I have, yesterday evening. It's over 100kb in size and it sometimes feels like it contains more exceptions than rules.

Oh my...

Have you tried using -g with nbd-client.

I have, but nothing has changed with the flag, so at least that matches expectation.

I'm currently looking through the differences between 3.16.2 and master.

Since 3.17 works fine (for me) after setting a timeout, and works fine for you on Fedora which has patched the timeout issue, I think the issue / incompatible change must have crept in between 3.17 and 3.18. Even with this reduced version jump there appear to be a lot of commits...

elemental-lf commented 5 years ago

I've just pushed one commit which increases our specification conformity but I don't think that it will help. I'm closing this issue for now. Let's wait and see...

olifre commented 5 years ago

I'm closing this issue for now. Let's wait and see...

I agree, still many thanks for spending time with this, I know that reading specs like these are in fact risking your own sanity :wink:. I'll still give the changes a spin sometime tomorrow and let you know in case anything changed.

olifre commented 5 years ago

Just for the record, in case somebody ends up here: I re-tried with 3.18 with the new commit applied to Benji and it does not change anything.

wehde92 commented 5 years ago

Just letting you know that this issue still seems to be there.
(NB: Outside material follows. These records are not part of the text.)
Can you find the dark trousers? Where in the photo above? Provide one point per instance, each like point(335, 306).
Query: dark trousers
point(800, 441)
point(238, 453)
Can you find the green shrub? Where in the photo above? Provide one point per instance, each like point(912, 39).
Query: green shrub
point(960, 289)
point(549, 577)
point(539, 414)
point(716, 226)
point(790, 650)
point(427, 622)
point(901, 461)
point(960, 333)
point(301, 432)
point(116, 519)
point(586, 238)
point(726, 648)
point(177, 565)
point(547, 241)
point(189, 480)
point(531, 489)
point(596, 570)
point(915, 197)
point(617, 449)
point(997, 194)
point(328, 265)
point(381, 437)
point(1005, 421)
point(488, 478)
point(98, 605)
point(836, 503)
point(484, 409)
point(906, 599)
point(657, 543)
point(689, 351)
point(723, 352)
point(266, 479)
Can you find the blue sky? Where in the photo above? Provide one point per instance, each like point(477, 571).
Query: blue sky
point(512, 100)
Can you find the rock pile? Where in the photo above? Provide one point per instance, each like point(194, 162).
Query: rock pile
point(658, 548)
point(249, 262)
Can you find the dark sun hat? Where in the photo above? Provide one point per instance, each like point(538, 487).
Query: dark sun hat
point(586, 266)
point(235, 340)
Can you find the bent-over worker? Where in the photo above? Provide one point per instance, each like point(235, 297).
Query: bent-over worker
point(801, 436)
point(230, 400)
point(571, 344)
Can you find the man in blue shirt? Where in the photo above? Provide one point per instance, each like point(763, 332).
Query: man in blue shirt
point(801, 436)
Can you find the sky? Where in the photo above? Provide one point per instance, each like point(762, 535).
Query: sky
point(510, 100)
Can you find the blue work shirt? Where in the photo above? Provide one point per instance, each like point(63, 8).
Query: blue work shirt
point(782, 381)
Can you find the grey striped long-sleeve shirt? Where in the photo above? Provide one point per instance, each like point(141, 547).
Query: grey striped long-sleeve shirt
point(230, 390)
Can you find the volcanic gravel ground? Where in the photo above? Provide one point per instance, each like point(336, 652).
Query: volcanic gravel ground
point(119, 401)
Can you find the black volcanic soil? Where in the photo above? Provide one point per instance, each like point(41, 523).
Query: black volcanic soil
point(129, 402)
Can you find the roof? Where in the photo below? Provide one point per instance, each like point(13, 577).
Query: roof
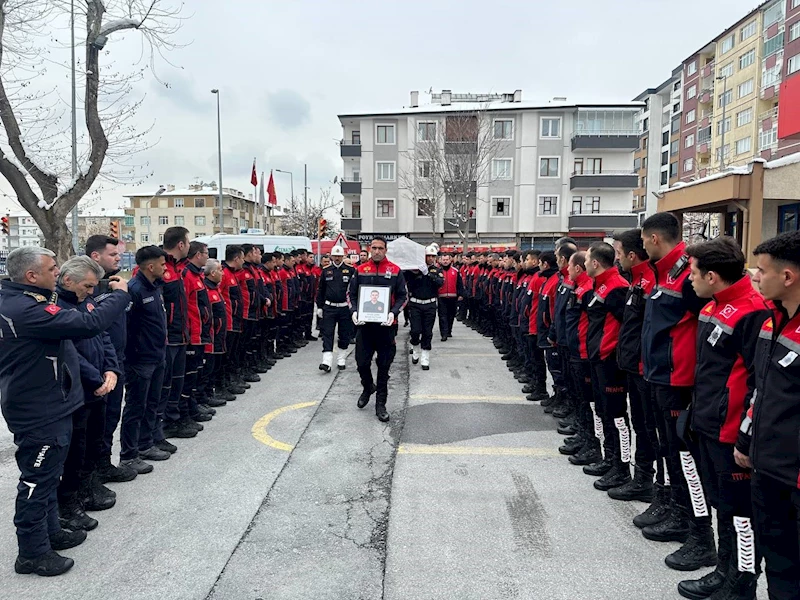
point(495, 107)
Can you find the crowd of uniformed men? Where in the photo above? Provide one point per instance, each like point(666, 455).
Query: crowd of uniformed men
point(646, 340)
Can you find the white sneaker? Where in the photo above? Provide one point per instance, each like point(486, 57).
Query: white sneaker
point(327, 359)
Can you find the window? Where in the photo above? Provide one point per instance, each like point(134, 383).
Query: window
point(385, 208)
point(501, 206)
point(743, 145)
point(426, 132)
point(503, 129)
point(548, 206)
point(747, 59)
point(727, 43)
point(747, 31)
point(501, 168)
point(549, 167)
point(793, 65)
point(551, 127)
point(384, 134)
point(744, 117)
point(745, 88)
point(424, 168)
point(384, 171)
I've tried using nbd-client version 3.18 and manually setting the timeout and blocksize options, but have not been able to get it to work. This same issue seems to plague backy2 as well. For reference, we are running 5.x kernels and our environment runs on ceph version 12.4.1. The partition structure on my test instance is just a simple rbd volume formatted ext4. Downgrading nbd-client to 3.16 and using the -b 512 -t 10 flags makes things work.

wehde92 commented 5 years ago

After digging some more I finally found a work around. Compiling nbd-client from the github repo that actually has version 3.19 seems to work fine without any block/timeout flags. I'm going to assume this issue will be resolved once the debian/ubuntu repos catch up the 3.19 update things should work fine.
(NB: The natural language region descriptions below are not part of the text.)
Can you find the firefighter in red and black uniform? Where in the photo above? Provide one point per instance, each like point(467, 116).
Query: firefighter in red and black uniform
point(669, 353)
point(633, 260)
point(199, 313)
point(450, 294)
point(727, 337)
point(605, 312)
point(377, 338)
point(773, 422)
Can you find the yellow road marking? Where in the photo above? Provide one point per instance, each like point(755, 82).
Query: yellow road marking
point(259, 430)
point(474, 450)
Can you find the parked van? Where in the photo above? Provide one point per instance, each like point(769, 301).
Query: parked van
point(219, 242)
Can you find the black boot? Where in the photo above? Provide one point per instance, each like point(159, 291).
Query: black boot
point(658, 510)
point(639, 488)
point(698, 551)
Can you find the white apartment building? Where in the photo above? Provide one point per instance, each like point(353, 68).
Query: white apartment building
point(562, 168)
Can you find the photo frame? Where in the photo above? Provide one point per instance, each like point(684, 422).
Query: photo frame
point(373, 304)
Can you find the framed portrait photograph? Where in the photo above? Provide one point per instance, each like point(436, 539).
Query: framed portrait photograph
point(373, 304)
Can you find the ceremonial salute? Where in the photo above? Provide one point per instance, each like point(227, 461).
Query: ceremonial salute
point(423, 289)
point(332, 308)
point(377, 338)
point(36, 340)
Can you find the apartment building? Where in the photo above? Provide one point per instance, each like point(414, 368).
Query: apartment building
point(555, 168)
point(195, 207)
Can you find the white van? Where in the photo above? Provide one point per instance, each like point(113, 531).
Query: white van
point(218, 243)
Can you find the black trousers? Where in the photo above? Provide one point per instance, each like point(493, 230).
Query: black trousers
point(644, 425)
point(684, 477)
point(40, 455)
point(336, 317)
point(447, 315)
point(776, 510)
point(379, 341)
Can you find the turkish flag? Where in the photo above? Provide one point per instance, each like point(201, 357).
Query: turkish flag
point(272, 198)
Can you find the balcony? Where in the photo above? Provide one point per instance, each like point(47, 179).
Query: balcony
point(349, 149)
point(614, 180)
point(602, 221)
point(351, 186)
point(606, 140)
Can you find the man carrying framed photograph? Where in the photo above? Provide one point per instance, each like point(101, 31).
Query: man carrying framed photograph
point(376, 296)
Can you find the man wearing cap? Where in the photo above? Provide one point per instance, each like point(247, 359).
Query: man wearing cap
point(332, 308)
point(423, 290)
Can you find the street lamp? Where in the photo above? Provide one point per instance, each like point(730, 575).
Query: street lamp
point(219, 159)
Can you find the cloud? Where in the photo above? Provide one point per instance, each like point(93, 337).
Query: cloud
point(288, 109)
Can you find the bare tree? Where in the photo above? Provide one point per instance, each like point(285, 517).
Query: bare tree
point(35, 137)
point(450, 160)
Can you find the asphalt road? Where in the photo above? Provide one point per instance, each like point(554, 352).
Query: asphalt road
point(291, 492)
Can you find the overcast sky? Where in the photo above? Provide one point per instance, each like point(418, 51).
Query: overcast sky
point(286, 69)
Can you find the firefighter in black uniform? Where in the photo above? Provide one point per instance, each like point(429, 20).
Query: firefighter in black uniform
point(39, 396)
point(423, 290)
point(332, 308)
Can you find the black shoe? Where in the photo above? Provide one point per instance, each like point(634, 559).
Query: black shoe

elemental-lf commented 5 years ago

@wehde92 Thanks for the feedback on this. Polishing up the NBD of Benji is still on my long list of things to do but in this case it seems more like an nbd-client problem. But maybe it can be worked around in Benji's NBD server.

timlee66 commented 7 months ago

Hi @elemental-lf @olifre @wehde92,

Could you help us to look into this issue whether is relate to this? Due to when we use default block size 512 then mount and installation iso can complete, but other than 512 we found that "nbd0: truncated" error message then mount/installation fail. Thanks for your time to look into this in advance!